Among the African resistance movements of the 19th and 20th century, the intellectual movements could be said to have been the most successful. The fighters of resistance wars in Kenya, Nigeria, Mozambique, Uganda, Angola, Zimbabwe, Ethiopia, were betrayed, humiliated, and dispossessed, their descendants left as the wretched of the earth. But intellectual movements led by writers and philosophers such as Negritude in the 1930s and 1940s, and the historic African Writers Conference in Uganda in 1962, are movements that I argue were hugely successful. 

They were successful not in forcing colonialists to leave, or in raising the GDP of their countries. They were successful in articulating and birthing a collective consciousness, where before there had been silence, darkness, chaos and fog. This is no small thing. Acknowledgement of a feeling, expression of a sentiment, and the articulation of an idea, wish, dream and aspiration, is key to the movement and direction of a body. 

An example would be if one put their hand on a hot stove. The nerve endings of the hand would register and acknowledge pain, the mouth might find itself saying, “Ow!”, the hand would find itself reflexively pulling away from the hot stove, the feet might find themselves taking a step away from it. 

One challenge post-independent African nations have had is that they are still fragmented, the varied parts of the social, economic and political body are not in concert. They are not in harmony, they are not aligned, they do not speak to each other. If anything, they are even hostile and antagonistic to each other. If it would be a body, this would be the equivalent of one body part attacking another, which in medicine we call illness. 

Colonialism and the colonial experience was traumatic, and even though half a century has gone by, Africa still exhibits the trauma symptoms of learned helplessness, self-sabotage, dependency, dissociation, hypervigilance, emotional numbness, and overall dysfunction.
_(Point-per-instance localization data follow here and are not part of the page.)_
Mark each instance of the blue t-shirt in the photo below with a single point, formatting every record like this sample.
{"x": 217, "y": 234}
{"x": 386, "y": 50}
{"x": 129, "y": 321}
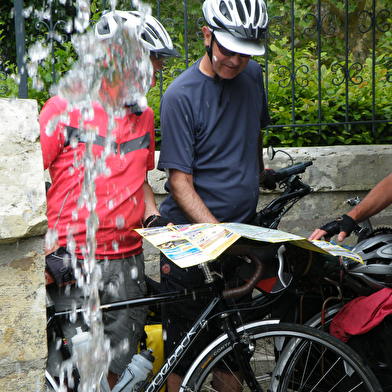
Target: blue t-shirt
{"x": 211, "y": 130}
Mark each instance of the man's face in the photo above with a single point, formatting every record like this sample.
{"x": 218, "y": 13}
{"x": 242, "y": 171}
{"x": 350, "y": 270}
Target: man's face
{"x": 226, "y": 66}
{"x": 157, "y": 66}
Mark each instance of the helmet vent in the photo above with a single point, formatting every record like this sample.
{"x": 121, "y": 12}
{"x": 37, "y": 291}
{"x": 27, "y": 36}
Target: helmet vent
{"x": 224, "y": 10}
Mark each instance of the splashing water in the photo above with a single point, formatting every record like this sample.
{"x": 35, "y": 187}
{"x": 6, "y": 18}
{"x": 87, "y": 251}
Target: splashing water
{"x": 113, "y": 72}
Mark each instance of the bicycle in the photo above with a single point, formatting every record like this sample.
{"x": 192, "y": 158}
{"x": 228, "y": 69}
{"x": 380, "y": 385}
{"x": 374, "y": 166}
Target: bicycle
{"x": 269, "y": 356}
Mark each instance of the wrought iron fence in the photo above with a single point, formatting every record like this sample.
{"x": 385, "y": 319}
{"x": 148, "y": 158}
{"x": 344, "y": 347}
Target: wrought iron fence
{"x": 290, "y": 75}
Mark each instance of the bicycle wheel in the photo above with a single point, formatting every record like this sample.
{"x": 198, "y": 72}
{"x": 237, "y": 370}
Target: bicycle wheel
{"x": 283, "y": 357}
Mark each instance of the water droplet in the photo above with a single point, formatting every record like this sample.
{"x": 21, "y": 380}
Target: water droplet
{"x": 120, "y": 222}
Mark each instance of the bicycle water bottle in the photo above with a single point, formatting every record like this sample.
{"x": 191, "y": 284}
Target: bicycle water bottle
{"x": 136, "y": 372}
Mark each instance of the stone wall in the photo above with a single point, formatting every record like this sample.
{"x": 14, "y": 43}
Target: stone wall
{"x": 337, "y": 173}
{"x": 22, "y": 229}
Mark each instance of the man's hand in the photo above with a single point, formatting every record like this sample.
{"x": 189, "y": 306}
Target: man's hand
{"x": 343, "y": 226}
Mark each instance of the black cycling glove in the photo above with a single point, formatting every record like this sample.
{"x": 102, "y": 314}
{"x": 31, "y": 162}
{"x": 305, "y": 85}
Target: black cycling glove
{"x": 343, "y": 223}
{"x": 269, "y": 181}
{"x": 155, "y": 221}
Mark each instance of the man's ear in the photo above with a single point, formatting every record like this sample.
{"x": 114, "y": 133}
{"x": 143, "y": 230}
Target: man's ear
{"x": 207, "y": 35}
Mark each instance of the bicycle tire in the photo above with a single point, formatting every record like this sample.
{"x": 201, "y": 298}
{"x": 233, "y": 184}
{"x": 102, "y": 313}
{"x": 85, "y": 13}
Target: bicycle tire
{"x": 278, "y": 361}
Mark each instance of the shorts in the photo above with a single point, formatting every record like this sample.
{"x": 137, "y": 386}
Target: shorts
{"x": 178, "y": 317}
{"x": 118, "y": 324}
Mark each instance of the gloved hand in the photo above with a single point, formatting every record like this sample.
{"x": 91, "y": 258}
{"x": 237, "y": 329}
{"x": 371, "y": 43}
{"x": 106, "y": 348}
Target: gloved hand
{"x": 344, "y": 223}
{"x": 269, "y": 181}
{"x": 155, "y": 221}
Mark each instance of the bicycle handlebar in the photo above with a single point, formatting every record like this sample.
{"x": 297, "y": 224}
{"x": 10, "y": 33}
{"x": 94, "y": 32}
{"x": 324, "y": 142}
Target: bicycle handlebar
{"x": 255, "y": 278}
{"x": 294, "y": 169}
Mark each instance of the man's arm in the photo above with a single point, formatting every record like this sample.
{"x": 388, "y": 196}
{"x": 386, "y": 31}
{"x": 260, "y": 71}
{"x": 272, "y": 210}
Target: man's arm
{"x": 184, "y": 194}
{"x": 375, "y": 201}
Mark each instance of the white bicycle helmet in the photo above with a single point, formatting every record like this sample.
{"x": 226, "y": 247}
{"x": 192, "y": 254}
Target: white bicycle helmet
{"x": 153, "y": 34}
{"x": 237, "y": 24}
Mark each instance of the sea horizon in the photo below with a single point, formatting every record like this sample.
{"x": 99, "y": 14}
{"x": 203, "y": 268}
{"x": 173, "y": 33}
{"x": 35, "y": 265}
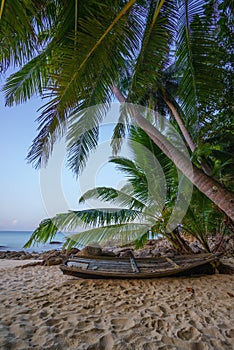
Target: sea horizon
{"x": 14, "y": 240}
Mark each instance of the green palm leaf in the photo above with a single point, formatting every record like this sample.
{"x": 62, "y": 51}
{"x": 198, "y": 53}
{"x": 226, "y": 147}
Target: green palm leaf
{"x": 122, "y": 233}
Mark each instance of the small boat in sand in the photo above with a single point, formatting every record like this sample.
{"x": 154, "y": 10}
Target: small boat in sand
{"x": 130, "y": 267}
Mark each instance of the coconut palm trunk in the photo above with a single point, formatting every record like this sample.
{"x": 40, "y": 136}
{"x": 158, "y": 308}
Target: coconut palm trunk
{"x": 211, "y": 188}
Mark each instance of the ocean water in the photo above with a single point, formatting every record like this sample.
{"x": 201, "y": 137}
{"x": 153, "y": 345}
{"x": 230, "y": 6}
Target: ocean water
{"x": 15, "y": 240}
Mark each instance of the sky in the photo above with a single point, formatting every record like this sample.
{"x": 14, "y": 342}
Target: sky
{"x": 27, "y": 195}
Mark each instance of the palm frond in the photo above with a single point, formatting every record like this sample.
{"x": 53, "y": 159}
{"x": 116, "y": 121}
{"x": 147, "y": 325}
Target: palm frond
{"x": 154, "y": 54}
{"x": 30, "y": 80}
{"x": 198, "y": 62}
{"x": 45, "y": 232}
{"x": 123, "y": 233}
{"x": 121, "y": 198}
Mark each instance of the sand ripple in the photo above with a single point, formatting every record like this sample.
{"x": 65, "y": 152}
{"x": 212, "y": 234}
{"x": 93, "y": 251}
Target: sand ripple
{"x": 42, "y": 309}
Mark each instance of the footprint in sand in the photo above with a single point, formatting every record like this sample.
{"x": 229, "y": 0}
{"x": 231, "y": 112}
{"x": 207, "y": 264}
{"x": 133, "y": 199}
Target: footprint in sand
{"x": 189, "y": 333}
{"x": 122, "y": 323}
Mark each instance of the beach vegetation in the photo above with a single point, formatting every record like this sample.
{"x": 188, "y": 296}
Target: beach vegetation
{"x": 173, "y": 57}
It is manifest in the type of leaders we elect, the policies we set up, and how African countries remain in service to the West, rather than to their people. The people are subjects, entities to extract from, exploit and oppress, rather than beings to be nurtured and encouraged towards healthy growth.

Facing up to truth is a big part of trauma healing. As a continent, we have never really made peace with our beginnings, we have never really acknowledged that our founding ‘parents’ were a psychotic, bloodthirsty, deranged, psychopathic group. We need to do this. We need to reckon with, acknowledge and accept where we have come from, before we can move forward and write a new script, laying out new dreams, setting out new visions. 

I would lay this responsibility on the writers, the intellectuals, and the artists; usually, the only sane people in deeply troubled households, institutions and nations.